Reszha hanya mengangguk kecil, dengan pandangannya yang terus menatap kebawah. Gadis ini masih belum berani melihat siapapun yang ada disekitarnya? Padahal Nicho tidak akan melakukan apapun ketika ia dalam keadaan sakit, toh Nicho juga tidak mengejeknya, malah sekarang pria itu sedang mengurus kasus Reszha, agar pelaku pelecehannya bisa mendekam di dalam penjara. "Terimakasih, tuan." Ucap Reszha, seraya mengambil apel yang Nicho berikan padanya.
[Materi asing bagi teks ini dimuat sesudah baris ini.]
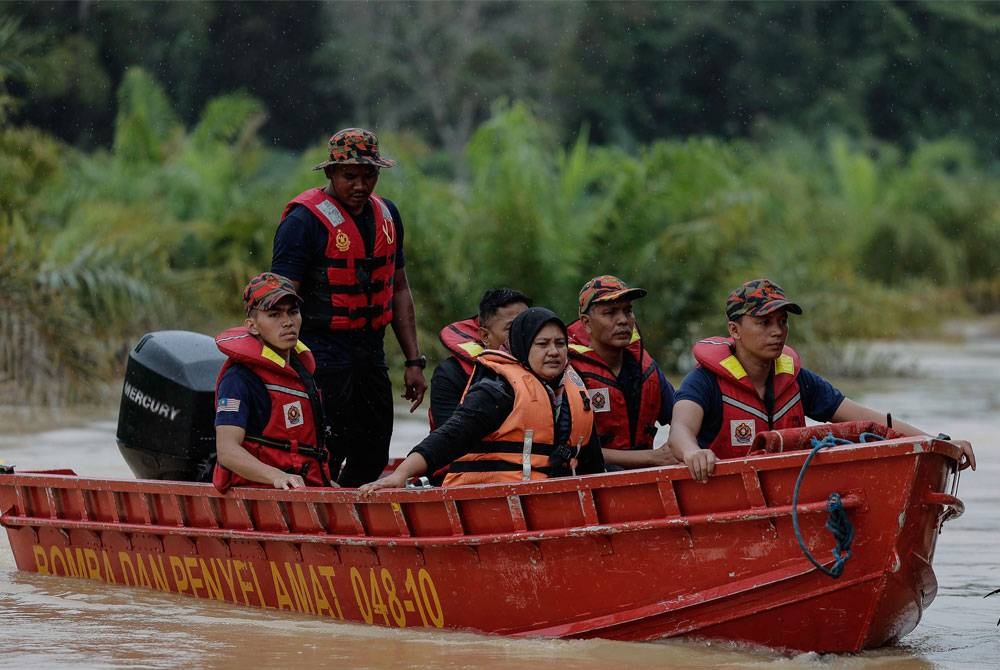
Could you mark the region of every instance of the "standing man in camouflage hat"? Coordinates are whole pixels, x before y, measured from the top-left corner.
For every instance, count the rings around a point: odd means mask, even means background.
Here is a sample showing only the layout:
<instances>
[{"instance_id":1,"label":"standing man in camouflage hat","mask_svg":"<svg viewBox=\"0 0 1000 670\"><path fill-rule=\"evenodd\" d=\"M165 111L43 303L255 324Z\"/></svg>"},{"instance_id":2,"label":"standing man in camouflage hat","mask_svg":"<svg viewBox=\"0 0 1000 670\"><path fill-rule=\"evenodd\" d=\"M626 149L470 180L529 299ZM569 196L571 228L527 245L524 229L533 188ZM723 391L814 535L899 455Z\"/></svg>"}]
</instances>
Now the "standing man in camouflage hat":
<instances>
[{"instance_id":1,"label":"standing man in camouflage hat","mask_svg":"<svg viewBox=\"0 0 1000 670\"><path fill-rule=\"evenodd\" d=\"M427 390L427 359L417 343L404 268L403 220L395 204L374 193L379 170L395 164L379 153L371 131L334 133L329 160L313 168L329 183L292 199L274 236L271 271L291 279L304 301L301 339L316 358L332 429L331 470L343 463L341 486L378 479L389 459L386 326L406 359L402 397L411 412Z\"/></svg>"},{"instance_id":2,"label":"standing man in camouflage hat","mask_svg":"<svg viewBox=\"0 0 1000 670\"><path fill-rule=\"evenodd\" d=\"M886 415L860 405L830 382L803 368L785 344L788 315L802 308L769 279L748 281L726 301L729 337L694 345L698 367L681 382L668 443L691 476L705 482L718 458L745 456L758 432L815 421L886 422ZM906 436L925 435L902 421ZM976 467L971 448L962 467Z\"/></svg>"}]
</instances>

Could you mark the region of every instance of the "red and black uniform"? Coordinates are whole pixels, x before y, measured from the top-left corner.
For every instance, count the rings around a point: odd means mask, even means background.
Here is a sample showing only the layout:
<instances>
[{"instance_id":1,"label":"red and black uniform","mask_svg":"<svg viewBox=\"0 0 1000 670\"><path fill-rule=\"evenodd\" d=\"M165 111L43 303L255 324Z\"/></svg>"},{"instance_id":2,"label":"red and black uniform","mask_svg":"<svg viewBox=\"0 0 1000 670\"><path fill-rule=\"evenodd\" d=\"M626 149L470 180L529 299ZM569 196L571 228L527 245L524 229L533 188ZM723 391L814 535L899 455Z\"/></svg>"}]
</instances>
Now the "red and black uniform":
<instances>
[{"instance_id":1,"label":"red and black uniform","mask_svg":"<svg viewBox=\"0 0 1000 670\"><path fill-rule=\"evenodd\" d=\"M374 246L369 251L361 231L343 205L322 188L312 188L285 206L284 219L303 205L327 230L325 262L310 268L303 318L330 330L369 328L392 323L392 285L396 274L396 225L388 205L374 193ZM381 233L381 234L380 234Z\"/></svg>"},{"instance_id":2,"label":"red and black uniform","mask_svg":"<svg viewBox=\"0 0 1000 670\"><path fill-rule=\"evenodd\" d=\"M389 460L393 394L385 326L406 263L404 244L391 201L372 195L349 214L322 188L289 203L274 235L271 271L301 285L300 339L316 358L332 431L331 467L344 464L341 486L377 479Z\"/></svg>"},{"instance_id":3,"label":"red and black uniform","mask_svg":"<svg viewBox=\"0 0 1000 670\"><path fill-rule=\"evenodd\" d=\"M652 449L656 422L663 413L663 378L638 331L633 331L626 356L638 362L635 380L626 380L608 367L590 348L590 336L581 321L568 328L569 355L573 368L580 373L590 394L590 405L597 422L597 436L605 449ZM638 384L630 388L628 381ZM673 388L670 393L672 395ZM631 402L630 402L631 401Z\"/></svg>"},{"instance_id":4,"label":"red and black uniform","mask_svg":"<svg viewBox=\"0 0 1000 670\"><path fill-rule=\"evenodd\" d=\"M715 376L722 393L722 426L708 445L719 458L746 456L759 432L805 425L798 381L801 364L791 347L785 345L774 361L764 399L757 395L753 382L733 353L731 339L701 340L694 345L693 353L698 364Z\"/></svg>"},{"instance_id":5,"label":"red and black uniform","mask_svg":"<svg viewBox=\"0 0 1000 670\"><path fill-rule=\"evenodd\" d=\"M427 410L431 430L451 417L469 385L476 357L483 352L479 341L479 317L473 316L445 326L438 338L452 355L434 368L431 377L431 406Z\"/></svg>"},{"instance_id":6,"label":"red and black uniform","mask_svg":"<svg viewBox=\"0 0 1000 670\"><path fill-rule=\"evenodd\" d=\"M526 431L532 431L528 478L545 479L562 470L552 467L551 458L565 445L570 469L576 469L576 458L584 445L591 442L594 415L582 380L572 368L567 368L560 382L560 410L569 410L568 433L557 438L556 410L551 391L530 370L507 353L488 350L477 359L480 365L493 370L513 389L514 404L503 423L484 436L468 451L451 463L445 486L518 482L524 479L524 448ZM565 404L562 401L565 400Z\"/></svg>"},{"instance_id":7,"label":"red and black uniform","mask_svg":"<svg viewBox=\"0 0 1000 670\"><path fill-rule=\"evenodd\" d=\"M219 379L233 365L243 365L264 383L270 399L271 413L261 434L248 433L243 448L262 463L300 475L308 486L329 486L329 454L319 440L322 409L312 380L316 363L309 349L298 343L286 362L242 326L221 333L215 342L229 357ZM216 397L216 406L224 411L232 400ZM223 493L232 486L260 486L218 463L212 482Z\"/></svg>"}]
</instances>

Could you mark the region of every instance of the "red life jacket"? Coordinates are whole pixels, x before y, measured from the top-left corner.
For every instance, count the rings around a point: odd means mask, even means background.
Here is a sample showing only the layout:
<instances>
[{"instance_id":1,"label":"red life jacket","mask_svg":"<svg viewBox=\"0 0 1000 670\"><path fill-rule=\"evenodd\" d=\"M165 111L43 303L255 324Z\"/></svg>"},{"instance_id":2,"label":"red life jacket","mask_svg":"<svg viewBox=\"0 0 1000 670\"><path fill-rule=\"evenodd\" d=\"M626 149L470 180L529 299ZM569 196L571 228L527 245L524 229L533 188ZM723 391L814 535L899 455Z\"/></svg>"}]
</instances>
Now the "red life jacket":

Nicho menggidikkan bahunya, ia mengambil satu buah apel lagi, kali ini bukan untuk Reszha, tentunya itu untuk dirinya sendiri. "Jangan berpikir apapun tentang hal ini, aku hanya kasihan pada mu, seorang yatim piatu yang tak terurus." Kalimat yang menusuk hati, siapa lagi jika bukan Nicho yang mengungkapkannya? Kalian berharap apa pada pria ini? Benar–benar berubah 180 derajat? Mimpi. Reszha sudah tahu, jika Nicho tidak mungkin akan berubah begitu saja, gadis itu tahu benar seberapa jahatnya Nicho, dan hal itu juga yang membuat Reszha menutup diri untuk mengingat semua kebaikan yang Nicho berikan padanya. "Aku mengerti, terimakasih." Balas Reszha, dengan seutas senyumnya yang kecut.
Apakah benar–benar tidak ada rasa belas kasih yang tulus dari seorang Nicho pada Reszha? Setidaknya, jangan buat ia sakit hati dalam kondisi yang sedang tidak baik, apakah ia bisa melakukan itu? Jawabannya tidak. Peran antagonis, akan tetap menjadi peran antagonis, dan Reszha juga tahu akan hal itu. "Hari ini, kau akan terus awasi. Jangan berbuat apapun yang mengancam uang waris jatuh ke tangan ku, mengerti?" Ah iya, Reszha hampir lupa fakta yang satu ini, fakta dimana Nicho mau melakukan semua ini hanya demi uang, uang yang bisa membuatnya bertahan hidup selama puluhan, bahkan mungkin akan bertahan sampai keturunannya yang ke delapan, bukan ketujuh. "Aku mengerti, kau tenang saja. Jika kau tidak mau mengurus ku, bunuh saja aku." Balas Reszha. Nicho menatap tajam Fareszha, apa yang gadis itu katakan? Apa ia pikir karena sebenci itu Nicho padanya, pria itu mau membunuhnya? "Aku tidak mau tangan ku ternodai oleh darah kotor mu itu." Katanya, dan Reszha membalasnya dengan smirk khas. "Orang kotor kan memang pantas mendapatkan hal yang kotor." Ujar gadis pelan, sembari tertawa kecil. Sial, Nicho tidak mendengar apa yang Reszha katakan barusan.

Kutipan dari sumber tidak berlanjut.